JNJ-64794964 (AL-034/TQ-A3334), a TLR7 agonist, induces sustained anti-HBV activity in AAV/HBV mice via non-cytolytic mechanisms

• Published in: Antiviral research Vol. 196; p. 105196
• Main Authors: Herschke, Florence, Li, Chris, Zhu, Ren, Han, Qinglin, Wu, Qun, Lu, Qing, Barale-Thomas, Erio, De Jonghe, Sandra, Lin, Tse-I., De Creus, An
• Format: Journal Article
• Language: English
• Published: Netherlands Elsevier B.V 01.12.2021
• Subjects: AAV/HBV mice; Animals; anti-HBs antibodies; Antiviral Agents - pharmacology; Antiviral Agents - therapeutic use; Cytokine-mediated; Cytokines - blood; Cytokines - immunology; Drug Evaluation, Preclinical; Drugs, Investigational - therapeutic use; Hepatitis B - drug therapy; Hepatitis B - immunology; Hepatitis B Antibodies - blood; Hepatitis B virus - drug effects; Hepatitis B virus - immunology; JNJ-64794964; Male; Mice; Mice, Inbred C57BL; Non-cytolytic; TLR7 agonist; Toll-Like Receptor 7 - agonists; AAV/HBV mice; anti-HBs antibodies; TLR7 agonist; Non-cytolytic; Cytokine-mediated; JNJ-64794964
• ISSN: 0166-3542; 1872-9096
• DOI: 10.1016/j.antiviral.2021.105196

JNJ-64794964 (JNJ-4964/AL-034/TQ-A3334), an oral toll-like receptor 7 agonist, is being investigated for the treatment of chronic hepatitis B (CHB), a condition with a high unmet medical need.
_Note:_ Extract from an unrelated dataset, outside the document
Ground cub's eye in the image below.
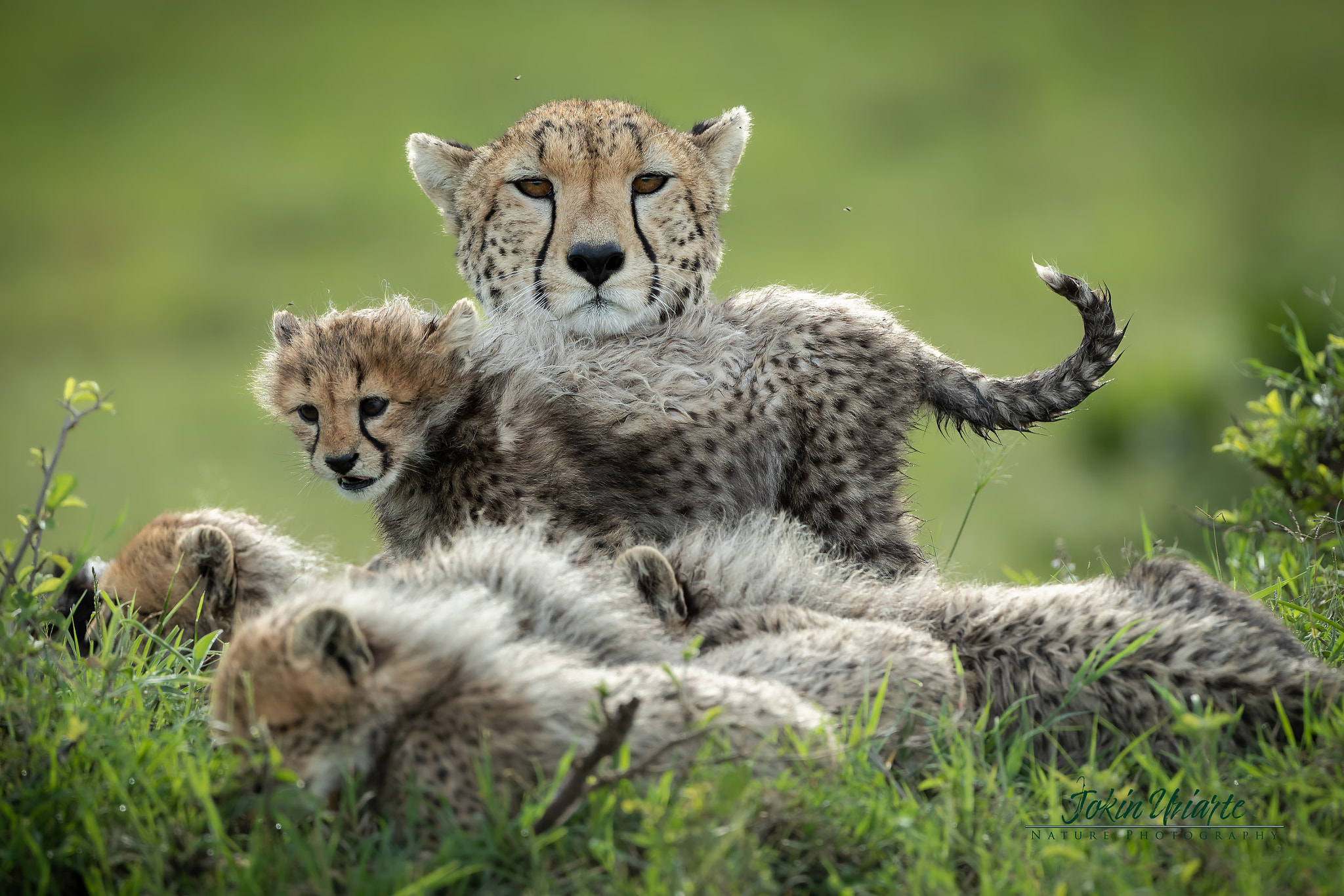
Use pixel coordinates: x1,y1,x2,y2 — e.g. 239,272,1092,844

The anti–hepatitis B (HBV) activity of JNJ-4964 was assessed preclinically in an adeno-associated virus vector expressing HBV (AAV/HBV) mouse model. Mice were treated orally with 2, 6 or 20 mg/kg of JNJ-4964 once-per-week for 12 weeks and then followed up for 4 weeks. At 6 mg/kg, a partial decrease in plasma HBV-DNA and plasma hepatitis B surface antigen (HBsAg) was observed, and anti-HBs antibodies and HBsAg-specific T cells were observed in 1/8 animals. At 20 mg/kg, plasma HBV-DNA and HBsAg levels were undetectable for all animals 3 weeks after start of treatment, with no rebound observed 4 weeks after JNJ-4964 treatment was stopped. High anti-HBs antibody levels were observed until 4 weeks after JNJ-4964 treatment was stopped. In parallel, HBsAg-specific immunoglobulin G–producing B cells and interferon-γ–producing CD4+ T cells were detected in the spleen. In 2/4 animals, liver HBV-DNA and HBV-RNA levels and liver hepatitis B core antigen expression dropped 4 weeks after JNJ-4964 treatment-stop. In these animals, HBsAg-specific CD8+ T cells were detectable. Throughout the study, normal levels of alanine aminotransferase were observed, with no hepatocyte cell death (end of treatment and 4 weeks later) and minimal infiltrations of B and T cells into the liver, suggesting induction of cytokine-mediated, non-cytolytic mechanisms. [Display omitted] •The TLR7 agonist JNJ-4964 at 2, 6 or 20 mg/kg QW was evaluated in an AAV/HBV mouse model.•Dose-dependent systemic cytokine, B and T cell induction and anti-HBV activity was seen.•Throughout the study, normal ALT levels and no hepatocyte cell death was observed.•JNJ-4964 anti-HBV effect seems to be via cytokine-mediated, non-cytolytic mechanisms.